June 19, 2007

Progress report and back on track

I'm happy to get back to hacking this week.
Last two weeks have been almost completely lost due to some urgent reallife issues back in my home country. So I had nothing to do than just to shift my flight and to solve the problems. This was completely unplanned, and left me for two weeks without a single commit, thus making my supervisors nervous about the outcome of my project. Now I can be on the channel, commit daily and blog twice a week, as Egon recommended and as he now insists.

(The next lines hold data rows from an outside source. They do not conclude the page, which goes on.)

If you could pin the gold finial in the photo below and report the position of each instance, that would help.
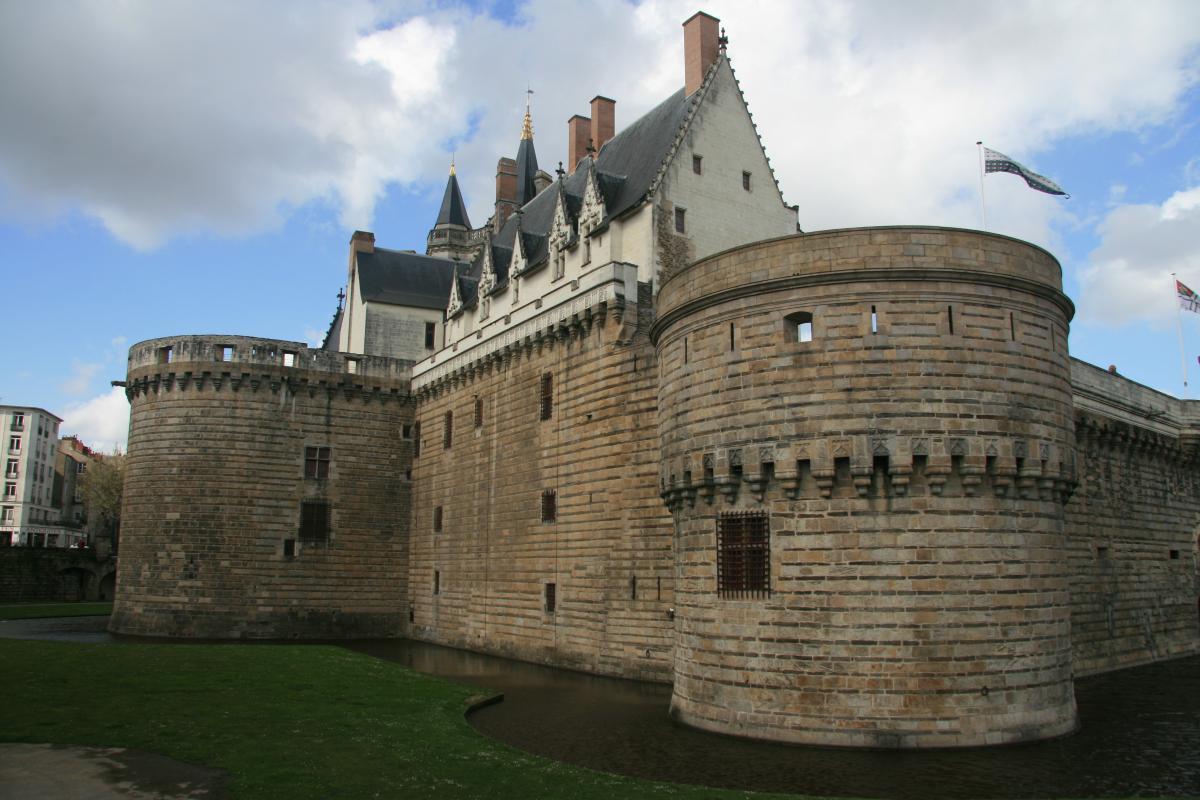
(527, 127)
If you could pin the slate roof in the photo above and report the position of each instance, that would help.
(454, 210)
(405, 278)
(627, 167)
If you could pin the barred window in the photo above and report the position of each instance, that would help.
(315, 521)
(743, 554)
(316, 462)
(547, 396)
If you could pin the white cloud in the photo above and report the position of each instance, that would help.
(101, 422)
(1128, 276)
(162, 119)
(81, 377)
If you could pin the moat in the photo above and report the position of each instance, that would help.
(1139, 737)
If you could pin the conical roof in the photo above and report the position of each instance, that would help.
(454, 210)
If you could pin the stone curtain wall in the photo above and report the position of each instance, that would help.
(913, 476)
(1133, 524)
(607, 552)
(215, 480)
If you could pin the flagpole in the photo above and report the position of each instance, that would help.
(1179, 326)
(983, 198)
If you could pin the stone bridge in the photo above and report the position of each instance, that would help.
(29, 573)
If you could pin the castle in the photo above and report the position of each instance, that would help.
(843, 487)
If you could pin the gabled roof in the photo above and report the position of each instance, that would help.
(405, 278)
(454, 210)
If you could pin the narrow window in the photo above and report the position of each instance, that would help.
(547, 396)
(316, 463)
(743, 554)
(798, 326)
(313, 521)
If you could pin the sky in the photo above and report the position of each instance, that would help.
(198, 167)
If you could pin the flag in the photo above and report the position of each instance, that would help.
(997, 162)
(1188, 299)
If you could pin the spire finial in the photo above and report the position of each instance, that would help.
(527, 128)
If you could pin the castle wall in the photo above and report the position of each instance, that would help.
(911, 476)
(1133, 524)
(609, 548)
(211, 540)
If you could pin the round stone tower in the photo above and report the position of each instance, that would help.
(867, 446)
(267, 492)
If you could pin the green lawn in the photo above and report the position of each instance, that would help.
(286, 722)
(34, 611)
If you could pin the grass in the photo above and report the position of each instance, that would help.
(35, 611)
(286, 722)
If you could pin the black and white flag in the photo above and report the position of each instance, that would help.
(997, 162)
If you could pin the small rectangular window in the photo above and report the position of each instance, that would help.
(315, 521)
(743, 554)
(547, 396)
(316, 463)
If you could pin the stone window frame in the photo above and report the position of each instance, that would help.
(316, 521)
(317, 462)
(743, 554)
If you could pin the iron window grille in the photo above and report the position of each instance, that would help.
(743, 554)
(547, 396)
(316, 462)
(315, 521)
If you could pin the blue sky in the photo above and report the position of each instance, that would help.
(198, 167)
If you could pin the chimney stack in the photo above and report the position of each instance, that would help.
(363, 241)
(604, 120)
(701, 46)
(579, 133)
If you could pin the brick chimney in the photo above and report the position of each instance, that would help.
(604, 120)
(505, 190)
(700, 48)
(579, 133)
(363, 241)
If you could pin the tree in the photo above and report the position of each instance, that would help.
(101, 487)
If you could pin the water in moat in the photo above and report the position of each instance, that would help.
(1139, 737)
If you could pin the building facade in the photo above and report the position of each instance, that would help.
(841, 487)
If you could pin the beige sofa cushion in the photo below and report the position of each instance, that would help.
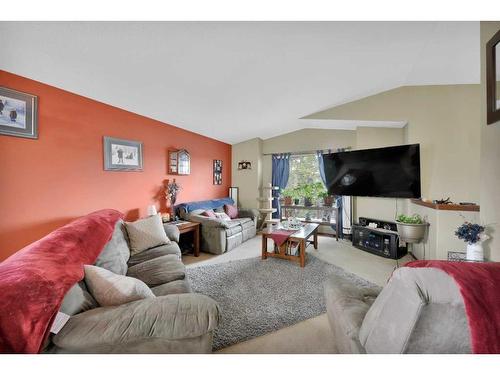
(146, 233)
(110, 289)
(420, 310)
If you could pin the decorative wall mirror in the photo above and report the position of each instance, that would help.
(233, 193)
(493, 79)
(179, 162)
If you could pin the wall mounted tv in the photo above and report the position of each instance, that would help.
(379, 172)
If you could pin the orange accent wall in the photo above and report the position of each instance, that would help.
(47, 182)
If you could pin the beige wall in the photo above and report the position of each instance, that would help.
(444, 120)
(248, 181)
(490, 157)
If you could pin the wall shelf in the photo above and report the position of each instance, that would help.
(447, 207)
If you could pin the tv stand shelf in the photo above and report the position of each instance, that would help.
(447, 207)
(382, 241)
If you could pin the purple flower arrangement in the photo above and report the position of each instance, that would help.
(470, 233)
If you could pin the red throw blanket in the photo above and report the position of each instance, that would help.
(34, 280)
(281, 235)
(479, 284)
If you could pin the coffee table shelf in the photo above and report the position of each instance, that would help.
(301, 237)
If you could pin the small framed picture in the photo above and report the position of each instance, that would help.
(18, 114)
(217, 172)
(122, 155)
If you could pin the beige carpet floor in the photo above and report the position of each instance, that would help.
(312, 335)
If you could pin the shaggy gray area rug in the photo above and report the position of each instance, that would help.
(261, 296)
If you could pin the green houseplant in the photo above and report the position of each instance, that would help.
(288, 195)
(411, 228)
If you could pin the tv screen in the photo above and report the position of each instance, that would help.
(379, 172)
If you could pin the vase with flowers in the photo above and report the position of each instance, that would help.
(474, 235)
(171, 191)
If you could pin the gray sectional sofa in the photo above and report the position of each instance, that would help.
(219, 236)
(420, 310)
(177, 321)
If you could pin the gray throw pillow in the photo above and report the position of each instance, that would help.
(146, 233)
(110, 289)
(77, 300)
(115, 255)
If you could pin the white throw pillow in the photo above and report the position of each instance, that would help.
(222, 216)
(110, 289)
(146, 233)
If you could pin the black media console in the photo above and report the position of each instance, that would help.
(381, 240)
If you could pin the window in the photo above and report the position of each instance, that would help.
(303, 170)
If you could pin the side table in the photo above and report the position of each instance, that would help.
(192, 227)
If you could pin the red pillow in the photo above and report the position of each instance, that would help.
(231, 211)
(209, 213)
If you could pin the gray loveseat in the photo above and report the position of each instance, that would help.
(219, 236)
(177, 321)
(420, 310)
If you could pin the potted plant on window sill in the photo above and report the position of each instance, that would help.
(308, 194)
(327, 198)
(288, 195)
(474, 235)
(411, 228)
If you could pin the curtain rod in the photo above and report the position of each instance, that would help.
(326, 151)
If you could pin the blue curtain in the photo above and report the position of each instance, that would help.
(338, 198)
(280, 174)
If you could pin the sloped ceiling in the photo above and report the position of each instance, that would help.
(235, 81)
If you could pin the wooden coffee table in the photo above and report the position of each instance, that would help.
(301, 237)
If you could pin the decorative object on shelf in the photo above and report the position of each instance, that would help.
(179, 162)
(492, 80)
(233, 194)
(122, 154)
(151, 210)
(442, 201)
(244, 164)
(266, 210)
(411, 229)
(474, 235)
(18, 114)
(171, 191)
(217, 172)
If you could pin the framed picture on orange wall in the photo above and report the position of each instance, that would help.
(18, 114)
(122, 155)
(217, 172)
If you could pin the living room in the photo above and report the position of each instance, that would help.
(262, 187)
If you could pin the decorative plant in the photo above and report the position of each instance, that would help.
(470, 233)
(323, 194)
(288, 192)
(410, 219)
(171, 191)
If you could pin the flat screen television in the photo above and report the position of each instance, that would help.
(379, 172)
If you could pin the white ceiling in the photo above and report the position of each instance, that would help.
(238, 80)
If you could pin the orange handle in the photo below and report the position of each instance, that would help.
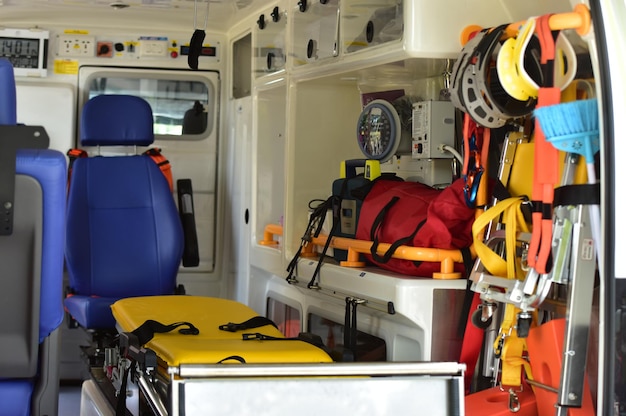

CML2 SAX streamanalyzer in kfile-chemical.
While reading the CML specifications, I thought that there is too much flexibility in it, hence making it hard to parse. To start I took few CML2 samples from Jerom's Chemical Structure 2.0 project which is a part of the BlueObelisk data repository. These files already contain the information, it just had to be extracted. I wrote the analyser based on streamsaxanalyzer. I used xmlindexer and strigicmd tools to see how the analyzer works. I will try to extend the analyzer to support the variety of CML's I can find in the wild. To disribute sample test files together with kfile-chemical I need them to be free/to have a proper license. I am not sure whether the test files from the Chemical MIME project can be included. Please comment on that if you have any clue.

Test suite in kfile-chemical.
I have added a python test suite and the first testcase of 20+ tests is for the CML analyzer. Strigi is intefaced via xmlindexer and strigicmd. I find these command line tools useful for testing, since they do not use any central storage or daemons to work. The test fixtures prepare a clean directory and the list of sample CML files, so that every test in the testcase is executed in a clean environment. For all the test I have used clucene backend. All tests run pretty fast, except for the valgrind test for memory leaks.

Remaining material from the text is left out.